People who live in other parts of the country—and here I am, one of them, to my own amazement—come to New York for business or a Broadway show, to sample a few restaurants popular last year with the locals, shop, and then head back to a place where they park their cars in the building they live in and drive to work when it’s raining, where the cable guy shows up at the designated hour, where the commotion outside their windows in the morning is birdsong. You may say, as I used to tell myself, that they have traded culture and conversation at the highest level for mere convenience and proximity to nature. You can argue that, as tourists, they barely scratch the surface of all the city has to offer. Because you’re eating at the Chef’s Table at Brooklyn Fare, or stopping by MoMA on your way home from work, or seeing Al Pacino as Shylock in the park. Or anyway, you could be.
Don’t get me wrong. I heart New York. I love its gritty glamour, its you-can’t-make-this-stuff-up serendipity, its adrenaline high, its 24-7 gratification, its philosopher taxi drivers, its come-one-come-all welcome mat. Any one or all of which, on any given day, can make the hassle worthwhile. When it is worthwhile.
But then there are the other days. There’s a New York state of mind, and though karaoke anthems by Alicia Keys and Jay-Z, Frank Sinatra, and Billy Joel commemorate it, they stop short of spelling out its crowd-sourced manifesto—the ideas you need to buy into if you’re going to live in the city and put up with the everyday annoyances it hurls your way.

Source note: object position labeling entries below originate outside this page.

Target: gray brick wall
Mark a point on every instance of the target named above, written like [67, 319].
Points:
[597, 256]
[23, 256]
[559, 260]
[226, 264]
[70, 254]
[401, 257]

1. NEW YORK IS THE CENTER OF THE UNIVERSE, where everything that happens reverberates around the world, and trends soon to be imitated by people everywhere are set by cutting-edge sophisticates. In fact—how to put this?—there are vast tracts of the planet that don’t pay attention to what’s going on in New York and don’t care. Not long ago a friend, a die-hard New Yorker, asked me what in my prior experience had prepared me to make the transition from New York to Pittsburgh, where I now live. “I spent six years in Paris,” I replied. He thought a minute, then nodded gravely, as if Paris and Pittsburgh constituted equivalent exercises in cultural deprivation and exile from the action. That wasn’t what I meant.